US 11,966,835 B2
Deep neural network accelerator with fine-grained parallelism discovery
Ching-En Lee, Ann Arbor, MI (US); Yakun Shao, Santa Clara, CA (US); Angshuman Parashar, Northborough, MA (US); Joel Emer, Acton, MA (US); and Stephen W. Keckler, Austin, TX (US)
Assigned to NVIDIA CORP., Santa Clara, CA (US)
Filed by NVIDIA Corp., Santa Clara, CA (US)
Filed on Jan. 23, 2019, as Appl. No. 15/929,093.
Claims priority of provisional application 62/680,978, filed on Jun. 5, 2018.
Prior Publication US 2019/0370645 A1, Dec. 5, 2019
Int. Cl. G06N 3/08 (2023.01); G06N 3/04 (2023.01)

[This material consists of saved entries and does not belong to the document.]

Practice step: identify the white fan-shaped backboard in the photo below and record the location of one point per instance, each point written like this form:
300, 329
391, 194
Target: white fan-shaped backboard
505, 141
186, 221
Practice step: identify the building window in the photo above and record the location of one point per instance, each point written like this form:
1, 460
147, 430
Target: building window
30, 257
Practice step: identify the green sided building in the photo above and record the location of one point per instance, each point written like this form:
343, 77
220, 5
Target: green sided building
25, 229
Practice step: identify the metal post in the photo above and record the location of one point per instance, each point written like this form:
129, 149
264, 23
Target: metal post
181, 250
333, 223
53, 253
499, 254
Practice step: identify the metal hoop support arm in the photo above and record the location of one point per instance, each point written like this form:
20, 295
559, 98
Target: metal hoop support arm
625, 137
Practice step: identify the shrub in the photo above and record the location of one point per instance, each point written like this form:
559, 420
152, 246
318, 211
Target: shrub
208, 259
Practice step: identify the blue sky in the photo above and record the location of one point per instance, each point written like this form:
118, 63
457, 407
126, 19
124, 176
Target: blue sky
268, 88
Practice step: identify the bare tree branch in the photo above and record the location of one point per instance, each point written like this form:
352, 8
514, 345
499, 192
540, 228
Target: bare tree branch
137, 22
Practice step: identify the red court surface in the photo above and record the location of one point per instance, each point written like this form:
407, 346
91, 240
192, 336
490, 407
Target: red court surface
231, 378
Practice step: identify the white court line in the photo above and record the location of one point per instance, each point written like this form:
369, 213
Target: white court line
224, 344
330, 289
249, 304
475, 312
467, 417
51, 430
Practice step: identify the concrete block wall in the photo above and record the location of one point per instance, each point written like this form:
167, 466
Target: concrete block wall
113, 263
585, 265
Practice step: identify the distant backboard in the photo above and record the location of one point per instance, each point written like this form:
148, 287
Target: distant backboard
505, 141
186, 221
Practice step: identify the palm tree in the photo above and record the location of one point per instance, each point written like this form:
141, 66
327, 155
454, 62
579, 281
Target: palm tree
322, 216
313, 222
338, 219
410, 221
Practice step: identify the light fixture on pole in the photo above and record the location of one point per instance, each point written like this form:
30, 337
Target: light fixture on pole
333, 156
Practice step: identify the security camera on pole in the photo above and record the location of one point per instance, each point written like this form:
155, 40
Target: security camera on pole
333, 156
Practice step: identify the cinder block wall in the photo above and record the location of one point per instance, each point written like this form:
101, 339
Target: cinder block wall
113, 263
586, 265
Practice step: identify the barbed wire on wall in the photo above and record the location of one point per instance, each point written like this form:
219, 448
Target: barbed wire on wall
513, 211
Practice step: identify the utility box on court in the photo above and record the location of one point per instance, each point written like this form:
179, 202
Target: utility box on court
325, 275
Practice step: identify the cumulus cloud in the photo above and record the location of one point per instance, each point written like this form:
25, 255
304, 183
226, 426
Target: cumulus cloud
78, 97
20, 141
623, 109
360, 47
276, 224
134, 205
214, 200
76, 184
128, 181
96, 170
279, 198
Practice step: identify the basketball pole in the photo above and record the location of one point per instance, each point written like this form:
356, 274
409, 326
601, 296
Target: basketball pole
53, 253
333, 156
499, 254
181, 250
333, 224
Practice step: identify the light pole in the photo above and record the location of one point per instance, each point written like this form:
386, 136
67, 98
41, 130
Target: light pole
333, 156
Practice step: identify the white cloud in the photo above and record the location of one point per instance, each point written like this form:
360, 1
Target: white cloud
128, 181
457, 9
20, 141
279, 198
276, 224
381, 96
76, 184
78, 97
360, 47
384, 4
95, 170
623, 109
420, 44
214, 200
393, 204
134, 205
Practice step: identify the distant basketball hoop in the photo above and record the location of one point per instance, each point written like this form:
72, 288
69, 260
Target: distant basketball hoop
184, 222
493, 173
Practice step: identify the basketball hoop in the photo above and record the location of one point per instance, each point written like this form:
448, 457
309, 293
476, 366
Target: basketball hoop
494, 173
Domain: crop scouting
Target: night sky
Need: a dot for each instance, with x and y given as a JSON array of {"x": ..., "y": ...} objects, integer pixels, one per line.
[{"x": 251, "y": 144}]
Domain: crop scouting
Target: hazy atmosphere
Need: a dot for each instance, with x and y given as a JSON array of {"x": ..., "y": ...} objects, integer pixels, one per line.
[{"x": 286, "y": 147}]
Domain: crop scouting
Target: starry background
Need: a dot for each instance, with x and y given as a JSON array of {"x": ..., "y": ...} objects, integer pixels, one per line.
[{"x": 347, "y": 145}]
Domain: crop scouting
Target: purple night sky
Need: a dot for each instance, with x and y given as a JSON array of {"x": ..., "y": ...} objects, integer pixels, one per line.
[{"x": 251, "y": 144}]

CPC G06N 3/08 (2013.01) [G06N 3/04 (2013.01)] 20 Claims
OG exemplary drawing
 
1. A deep learning network accelerator comprising:
an encoder to compress an input activation vector and a weight vector to reduce sparsity therein, thereby generating a compressed input activation vector and a compressed weight vector;
a parallelism discovery unit to compare coordinate indexes for the compressed weight vector and for the compressed input activation vector to generate matching pairs of coordinate indexes;
a decoder to generate column selects and row selects from the matching pairs, the column selects and row selects comprising validity markers and addresses for the matching coordinate indexes; and
an array of computing elements to receive the column selects and the row selects from the decoder and to transform the column selects, the row selects, the compressed input activation vector, and the compressed weight vector into output activations of a deep learning network.